Saturday, March 26, 2016


This is the story of a man, his restaurant(Jiro’s restruant is an expensive one with a meal starting at around 300 bucks for a meal which can last as little as 15 minutes. Of course if you want to go you’re going to have to book a month or more in advance), his sons and his sushi.

It’s a loving portrait of a man who lives for his work and what it takes to be the best. Beautifully shot, with a heavy use of Philip Glass music this is a great little film that makes you want to go out and have some sushi (several people at the end of the screening were going to head across the street to get sushi.) This is a neat portrait of wiley old man who strives to always improve and be the best at making sushi and has been awarded with accolades from around the world as a result. A tough task master Jiro puts his apprentices and sons through rigorous training, and he freely admits that if it wasn’t for their preparation of the staff he wouldn’t look so good at preparing the food for the guests.(There is revelation late in the film about the Michelin award- which reveals how good his training is).

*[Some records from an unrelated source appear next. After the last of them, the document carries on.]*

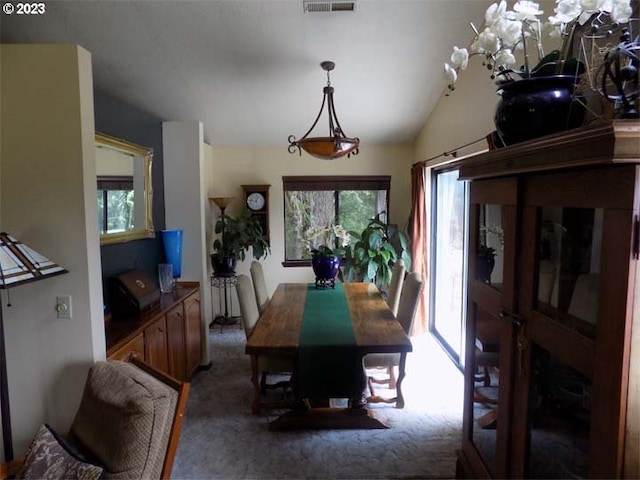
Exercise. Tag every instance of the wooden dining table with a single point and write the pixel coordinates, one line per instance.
(292, 310)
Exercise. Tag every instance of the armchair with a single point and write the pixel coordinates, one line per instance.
(127, 426)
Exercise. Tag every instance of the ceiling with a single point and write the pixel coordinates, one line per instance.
(250, 69)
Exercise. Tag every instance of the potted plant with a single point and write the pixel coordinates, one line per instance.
(539, 97)
(236, 236)
(486, 255)
(374, 253)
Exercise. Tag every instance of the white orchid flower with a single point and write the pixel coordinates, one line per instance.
(488, 41)
(450, 74)
(510, 31)
(621, 11)
(566, 11)
(460, 58)
(495, 12)
(527, 10)
(505, 57)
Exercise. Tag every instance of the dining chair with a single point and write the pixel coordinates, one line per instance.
(408, 304)
(395, 287)
(259, 285)
(267, 364)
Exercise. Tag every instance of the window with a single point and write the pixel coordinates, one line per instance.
(316, 202)
(115, 204)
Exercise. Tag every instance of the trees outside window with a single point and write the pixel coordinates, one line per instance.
(312, 203)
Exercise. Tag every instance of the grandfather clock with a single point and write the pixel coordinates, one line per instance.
(256, 199)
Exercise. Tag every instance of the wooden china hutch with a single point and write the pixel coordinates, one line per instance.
(552, 354)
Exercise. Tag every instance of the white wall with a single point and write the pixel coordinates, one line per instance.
(183, 153)
(47, 200)
(233, 167)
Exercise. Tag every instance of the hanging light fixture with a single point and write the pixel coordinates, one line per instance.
(337, 144)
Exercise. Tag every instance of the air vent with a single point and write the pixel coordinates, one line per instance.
(311, 6)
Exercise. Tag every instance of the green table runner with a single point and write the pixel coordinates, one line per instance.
(328, 366)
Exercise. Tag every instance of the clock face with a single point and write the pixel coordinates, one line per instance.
(255, 201)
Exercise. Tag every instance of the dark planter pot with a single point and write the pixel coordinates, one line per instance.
(223, 266)
(484, 267)
(326, 269)
(538, 106)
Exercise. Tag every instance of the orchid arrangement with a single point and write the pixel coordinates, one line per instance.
(326, 241)
(507, 33)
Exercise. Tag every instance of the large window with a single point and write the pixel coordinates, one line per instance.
(448, 242)
(115, 204)
(312, 203)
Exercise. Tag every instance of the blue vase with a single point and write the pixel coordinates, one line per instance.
(172, 241)
(326, 269)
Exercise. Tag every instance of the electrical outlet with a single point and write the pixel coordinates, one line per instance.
(63, 307)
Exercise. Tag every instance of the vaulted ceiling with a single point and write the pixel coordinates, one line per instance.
(250, 69)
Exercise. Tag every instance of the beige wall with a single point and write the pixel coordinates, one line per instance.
(47, 200)
(233, 167)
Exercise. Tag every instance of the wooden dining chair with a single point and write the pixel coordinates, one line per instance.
(395, 287)
(267, 364)
(259, 285)
(408, 304)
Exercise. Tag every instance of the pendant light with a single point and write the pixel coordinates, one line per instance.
(337, 144)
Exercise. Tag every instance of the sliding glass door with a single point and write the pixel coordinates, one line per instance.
(448, 252)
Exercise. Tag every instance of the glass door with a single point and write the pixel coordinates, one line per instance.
(491, 322)
(576, 244)
(448, 266)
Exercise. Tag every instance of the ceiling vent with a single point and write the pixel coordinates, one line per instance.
(314, 6)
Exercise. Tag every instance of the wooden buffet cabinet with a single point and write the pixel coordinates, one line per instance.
(552, 354)
(167, 337)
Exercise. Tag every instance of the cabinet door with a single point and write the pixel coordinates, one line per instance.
(155, 344)
(192, 332)
(175, 342)
(577, 246)
(490, 328)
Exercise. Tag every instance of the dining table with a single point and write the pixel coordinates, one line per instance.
(326, 332)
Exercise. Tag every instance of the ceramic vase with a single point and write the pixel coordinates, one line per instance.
(538, 106)
(172, 242)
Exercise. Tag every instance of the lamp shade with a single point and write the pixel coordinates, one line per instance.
(21, 264)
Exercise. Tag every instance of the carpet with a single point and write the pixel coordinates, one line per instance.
(221, 439)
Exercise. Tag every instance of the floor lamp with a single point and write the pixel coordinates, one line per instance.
(19, 264)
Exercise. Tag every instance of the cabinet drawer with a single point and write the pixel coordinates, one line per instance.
(133, 348)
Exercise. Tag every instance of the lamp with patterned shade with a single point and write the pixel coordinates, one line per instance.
(19, 264)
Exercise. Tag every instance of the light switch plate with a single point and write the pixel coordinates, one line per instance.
(63, 307)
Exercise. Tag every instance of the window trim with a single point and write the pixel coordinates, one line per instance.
(335, 183)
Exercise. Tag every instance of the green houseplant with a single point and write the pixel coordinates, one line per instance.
(236, 236)
(376, 250)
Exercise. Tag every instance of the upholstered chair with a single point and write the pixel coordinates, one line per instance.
(259, 285)
(395, 287)
(127, 426)
(267, 365)
(409, 298)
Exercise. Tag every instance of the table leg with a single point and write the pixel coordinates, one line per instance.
(255, 408)
(401, 374)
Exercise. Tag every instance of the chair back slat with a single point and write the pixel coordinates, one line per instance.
(248, 306)
(259, 285)
(409, 299)
(395, 287)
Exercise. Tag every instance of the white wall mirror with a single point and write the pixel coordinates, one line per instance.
(124, 193)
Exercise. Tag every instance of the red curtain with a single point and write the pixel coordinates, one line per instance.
(418, 232)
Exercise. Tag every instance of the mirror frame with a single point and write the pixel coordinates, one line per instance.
(146, 153)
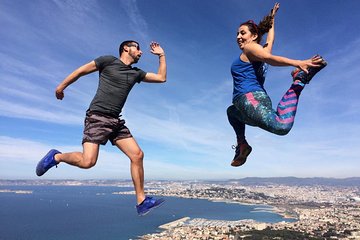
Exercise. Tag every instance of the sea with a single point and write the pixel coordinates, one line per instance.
(95, 213)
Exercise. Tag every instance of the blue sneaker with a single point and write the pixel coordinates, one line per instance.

Sadly Jiro and his eldest son can kind of see the end of the road for them and their restaurant. As they note the amount of fish is rapidly declining due to over fishing thanks to the explosion of sushi across the world.Sushi was once an expensive delicacy but now is available everywhere.(This film is an interesting counter point to the Oscar winning film The Cove about the men who fish for the fish that become sushi.) I liked this film a great deal.